Aksiologis adalah ilmu pengetahuan yang menyelidiki hakikat nilai, yang umumnya ditinjau dari sudut pandang kefilsafatan. Aksiologis juga menunjukkan kaaedah-kaedah apa yang harus kita perhatikan di dalam menerapkan ilmu ke dalam praktis. Aksiologis memuat pemikiran tentang masalah nilai-nilai termasuk nilai-nilai tinggi dari tuhan. Misalnya, nilai moral, nilai agama, nilai keindahan. Aksiologis juga mengandung pengertian lebih luas dari pada etika atau nilai-nilai kehidupan yang bertaraf tinggi.
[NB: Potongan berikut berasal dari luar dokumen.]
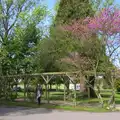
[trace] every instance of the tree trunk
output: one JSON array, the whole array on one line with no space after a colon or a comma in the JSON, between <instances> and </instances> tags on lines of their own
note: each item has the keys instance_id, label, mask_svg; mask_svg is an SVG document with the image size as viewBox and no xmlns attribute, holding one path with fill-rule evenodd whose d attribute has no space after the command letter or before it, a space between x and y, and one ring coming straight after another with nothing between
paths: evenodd
<instances>
[{"instance_id":1,"label":"tree trunk","mask_svg":"<svg viewBox=\"0 0 120 120\"><path fill-rule=\"evenodd\" d=\"M58 84L56 84L56 91L58 91Z\"/></svg>"},{"instance_id":2,"label":"tree trunk","mask_svg":"<svg viewBox=\"0 0 120 120\"><path fill-rule=\"evenodd\" d=\"M52 90L52 84L50 83L50 90Z\"/></svg>"},{"instance_id":3,"label":"tree trunk","mask_svg":"<svg viewBox=\"0 0 120 120\"><path fill-rule=\"evenodd\" d=\"M94 85L95 85L95 77L94 76L89 77L89 84L90 84L90 87L89 87L90 98L96 98L97 96L94 91Z\"/></svg>"},{"instance_id":4,"label":"tree trunk","mask_svg":"<svg viewBox=\"0 0 120 120\"><path fill-rule=\"evenodd\" d=\"M24 101L26 101L26 83L24 82Z\"/></svg>"},{"instance_id":5,"label":"tree trunk","mask_svg":"<svg viewBox=\"0 0 120 120\"><path fill-rule=\"evenodd\" d=\"M47 84L45 84L45 99L47 100Z\"/></svg>"},{"instance_id":6,"label":"tree trunk","mask_svg":"<svg viewBox=\"0 0 120 120\"><path fill-rule=\"evenodd\" d=\"M67 95L69 94L69 81L65 83Z\"/></svg>"}]
</instances>

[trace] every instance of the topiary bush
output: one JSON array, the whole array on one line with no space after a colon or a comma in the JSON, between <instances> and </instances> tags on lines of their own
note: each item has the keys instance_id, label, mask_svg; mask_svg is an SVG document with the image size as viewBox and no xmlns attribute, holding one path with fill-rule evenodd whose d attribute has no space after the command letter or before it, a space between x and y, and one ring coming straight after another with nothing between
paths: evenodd
<instances>
[{"instance_id":1,"label":"topiary bush","mask_svg":"<svg viewBox=\"0 0 120 120\"><path fill-rule=\"evenodd\" d=\"M120 79L117 79L115 82L115 88L117 90L117 92L120 92Z\"/></svg>"}]
</instances>

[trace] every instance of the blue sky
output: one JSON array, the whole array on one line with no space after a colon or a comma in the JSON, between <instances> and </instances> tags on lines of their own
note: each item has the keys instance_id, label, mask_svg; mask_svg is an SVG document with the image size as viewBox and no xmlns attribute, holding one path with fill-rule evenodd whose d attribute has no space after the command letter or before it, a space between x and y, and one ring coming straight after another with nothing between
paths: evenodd
<instances>
[{"instance_id":1,"label":"blue sky","mask_svg":"<svg viewBox=\"0 0 120 120\"><path fill-rule=\"evenodd\" d=\"M115 0L115 3L120 5L120 0Z\"/></svg>"},{"instance_id":2,"label":"blue sky","mask_svg":"<svg viewBox=\"0 0 120 120\"><path fill-rule=\"evenodd\" d=\"M51 11L51 12L54 12L54 6L56 4L56 1L57 0L45 0L45 4L48 6L48 9Z\"/></svg>"},{"instance_id":3,"label":"blue sky","mask_svg":"<svg viewBox=\"0 0 120 120\"><path fill-rule=\"evenodd\" d=\"M51 14L54 14L54 7L58 0L44 0L45 5L47 5ZM120 0L115 0L115 4L120 6ZM47 19L46 24L50 24L51 20Z\"/></svg>"},{"instance_id":4,"label":"blue sky","mask_svg":"<svg viewBox=\"0 0 120 120\"><path fill-rule=\"evenodd\" d=\"M53 11L53 8L55 6L57 0L45 0L45 3L48 6L48 9ZM120 5L120 0L115 0L115 4L119 4Z\"/></svg>"},{"instance_id":5,"label":"blue sky","mask_svg":"<svg viewBox=\"0 0 120 120\"><path fill-rule=\"evenodd\" d=\"M46 3L49 7L49 9L52 9L56 3L56 0L46 0Z\"/></svg>"}]
</instances>

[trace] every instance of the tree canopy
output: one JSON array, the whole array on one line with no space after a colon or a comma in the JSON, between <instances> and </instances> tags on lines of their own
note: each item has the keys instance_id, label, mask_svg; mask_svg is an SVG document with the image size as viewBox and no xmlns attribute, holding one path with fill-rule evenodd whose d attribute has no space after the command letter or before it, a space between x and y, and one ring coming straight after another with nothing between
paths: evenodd
<instances>
[{"instance_id":1,"label":"tree canopy","mask_svg":"<svg viewBox=\"0 0 120 120\"><path fill-rule=\"evenodd\" d=\"M47 10L37 0L0 0L2 74L25 72L42 29L37 28ZM24 67L24 68L23 68ZM29 68L30 69L30 68ZM14 72L12 72L14 71Z\"/></svg>"},{"instance_id":2,"label":"tree canopy","mask_svg":"<svg viewBox=\"0 0 120 120\"><path fill-rule=\"evenodd\" d=\"M89 0L61 0L55 21L56 24L63 24L93 14Z\"/></svg>"}]
</instances>

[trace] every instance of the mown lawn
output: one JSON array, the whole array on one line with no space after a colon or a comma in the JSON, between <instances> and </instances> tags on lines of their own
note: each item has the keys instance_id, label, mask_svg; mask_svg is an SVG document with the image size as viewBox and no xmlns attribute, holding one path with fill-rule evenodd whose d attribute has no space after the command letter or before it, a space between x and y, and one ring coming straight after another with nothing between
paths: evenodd
<instances>
[{"instance_id":1,"label":"mown lawn","mask_svg":"<svg viewBox=\"0 0 120 120\"><path fill-rule=\"evenodd\" d=\"M68 111L88 111L88 112L110 112L110 110L98 107L83 107L83 106L63 106L55 104L41 104L38 106L33 102L10 102L10 101L0 101L0 106L7 107L30 107L30 108L46 108L46 109L59 109Z\"/></svg>"},{"instance_id":2,"label":"mown lawn","mask_svg":"<svg viewBox=\"0 0 120 120\"><path fill-rule=\"evenodd\" d=\"M111 90L103 90L102 97L105 102L107 102L110 98ZM59 101L64 100L64 92L63 90L60 91L51 91L49 100L53 101L52 104L41 104L40 106L37 105L36 102L11 102L11 101L1 101L0 105L6 106L24 106L24 107L32 107L32 108L48 108L48 109L62 109L62 110L72 110L72 111L89 111L89 112L107 112L109 110L105 108L100 108L97 105L99 104L99 100L97 98L87 98L84 97L82 94L77 92L77 106L74 107L73 105L60 105ZM18 92L18 99L24 98L23 92ZM45 100L45 96L42 96L42 100ZM58 101L58 102L54 102ZM115 95L116 104L120 104L120 93L116 93ZM67 100L66 102L73 102L73 95L71 95L71 99ZM55 103L55 104L53 104ZM64 103L64 101L63 101ZM97 105L96 105L97 104ZM88 105L88 106L87 106Z\"/></svg>"},{"instance_id":3,"label":"mown lawn","mask_svg":"<svg viewBox=\"0 0 120 120\"><path fill-rule=\"evenodd\" d=\"M108 101L110 96L111 96L111 91L102 91L102 97L103 97L104 101ZM73 100L73 94L67 96L67 98L68 97L69 97L68 101ZM19 98L24 98L23 92L18 92L18 99ZM45 99L45 94L42 96L42 99ZM49 100L64 100L64 92L62 90L50 92ZM116 101L116 104L120 104L120 93L116 93L115 101ZM79 102L79 103L98 103L99 100L97 98L83 97L82 94L77 93L77 102Z\"/></svg>"}]
</instances>

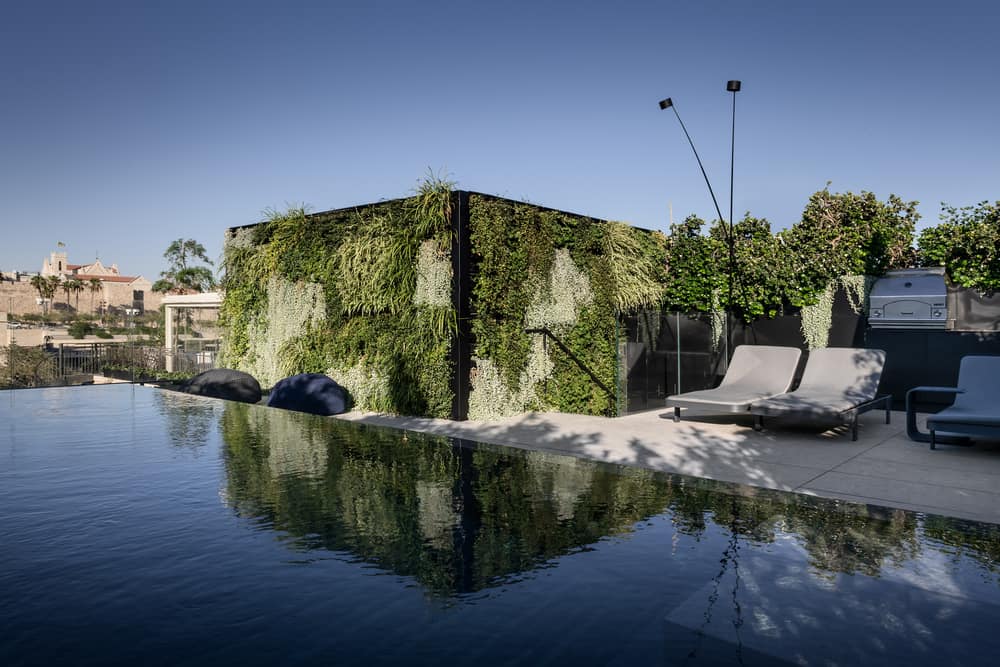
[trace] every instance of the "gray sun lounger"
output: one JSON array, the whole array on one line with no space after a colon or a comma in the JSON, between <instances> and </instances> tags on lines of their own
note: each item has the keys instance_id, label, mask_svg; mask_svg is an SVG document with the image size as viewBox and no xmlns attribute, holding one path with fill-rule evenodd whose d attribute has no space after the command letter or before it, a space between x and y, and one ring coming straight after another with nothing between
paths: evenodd
<instances>
[{"instance_id":1,"label":"gray sun lounger","mask_svg":"<svg viewBox=\"0 0 1000 667\"><path fill-rule=\"evenodd\" d=\"M673 407L675 422L681 420L681 408L745 413L754 401L788 391L800 356L797 347L740 345L718 387L668 396L667 406Z\"/></svg>"},{"instance_id":2,"label":"gray sun lounger","mask_svg":"<svg viewBox=\"0 0 1000 667\"><path fill-rule=\"evenodd\" d=\"M955 394L955 402L927 417L929 433L917 430L919 394ZM914 387L906 392L906 433L913 440L966 444L969 437L1000 439L1000 357L969 355L958 367L957 387Z\"/></svg>"},{"instance_id":3,"label":"gray sun lounger","mask_svg":"<svg viewBox=\"0 0 1000 667\"><path fill-rule=\"evenodd\" d=\"M892 396L878 396L885 352L853 347L828 347L809 353L802 381L795 391L754 401L754 429L764 427L764 417L794 417L823 422L841 420L851 425L851 440L858 439L858 415L885 409L889 423Z\"/></svg>"}]
</instances>

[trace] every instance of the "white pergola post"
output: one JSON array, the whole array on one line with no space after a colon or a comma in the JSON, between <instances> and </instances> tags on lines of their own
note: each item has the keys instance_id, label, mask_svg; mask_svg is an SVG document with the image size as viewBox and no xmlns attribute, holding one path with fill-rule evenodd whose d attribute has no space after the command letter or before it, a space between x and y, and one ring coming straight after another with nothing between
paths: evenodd
<instances>
[{"instance_id":1,"label":"white pergola post","mask_svg":"<svg viewBox=\"0 0 1000 667\"><path fill-rule=\"evenodd\" d=\"M218 308L222 305L222 295L218 292L204 292L202 294L171 294L163 297L160 302L163 304L164 320L164 340L163 353L164 362L168 373L174 372L174 361L177 357L177 345L175 329L175 319L177 311L181 308Z\"/></svg>"},{"instance_id":2,"label":"white pergola post","mask_svg":"<svg viewBox=\"0 0 1000 667\"><path fill-rule=\"evenodd\" d=\"M163 321L164 321L164 332L163 332L163 361L167 367L168 373L174 372L174 354L176 352L174 345L174 311L177 306L166 305L163 307Z\"/></svg>"}]
</instances>

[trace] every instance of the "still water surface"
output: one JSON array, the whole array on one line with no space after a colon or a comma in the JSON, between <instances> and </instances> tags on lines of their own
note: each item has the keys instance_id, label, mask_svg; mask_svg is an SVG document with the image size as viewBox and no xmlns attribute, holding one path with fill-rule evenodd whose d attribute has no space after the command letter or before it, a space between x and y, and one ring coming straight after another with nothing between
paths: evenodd
<instances>
[{"instance_id":1,"label":"still water surface","mask_svg":"<svg viewBox=\"0 0 1000 667\"><path fill-rule=\"evenodd\" d=\"M997 526L129 385L0 394L0 664L993 665Z\"/></svg>"}]
</instances>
Aksiologis memberikan jawaban atas beberapa pertanyaan berikut:
1. Untuk apa pengetahuan yang berupa ilmu itu dipergunakan?
2. Bagaimana kaitan antara obyek yang ditelaah berdasarkan pilihan-pilihan moral?
3. Bagaimana kaitan antara teknik procedural yang merupakan oprasional metode ilmiah dengan norma-norma moral atau professional?
Filsafat ilmu menyelidiki dampak pengetahuan ilmiah pada hal-hal berikut: Persepsi manusia akan kenyataan, pemahaman berbagai dinamika alam, saling keterkaitan antara logika dengan matematika, dan antara logika dan matematika pada satu sisi dengan kenyataan pada sisi lain berbagai keadaan dari beragam keberadaan-keberadaan teoritis, berbagai sumber pengetahuan dan pertanggung jawabannya , hakekat manusia, nilai-nilainnya, tempat, dan posisinya ditengah-tengah semua keberadaan lainnya.
C. Metode-metode filsafat
1. Logika deduktif, membicarakan cara-cara untuk mencapai kesimpulan-kesimpulan bila lebih dahulu telah diajukan pertanyaan-pertanyaan menganai semua atau sejumlah ini di antara suatu kelompok barang sesuatu. Kesimpulan yang sah pada suatu penalaran deduktif selalu merupakan akibat yang bersifat keharusan dari pernyataan-pernyataan yang lebih dahulu diajukan.
2. Logika induktif, membicarakn tentang penarikan kesimpulan bukan dari pernyataan-pernyataan yang umum, melainkan dari pernyataan-pernyataan yang khusus. Kesimpulannya hanya besifat probabilitas berdasarkan atas pernyataan-pernyataan yang telah diajukan.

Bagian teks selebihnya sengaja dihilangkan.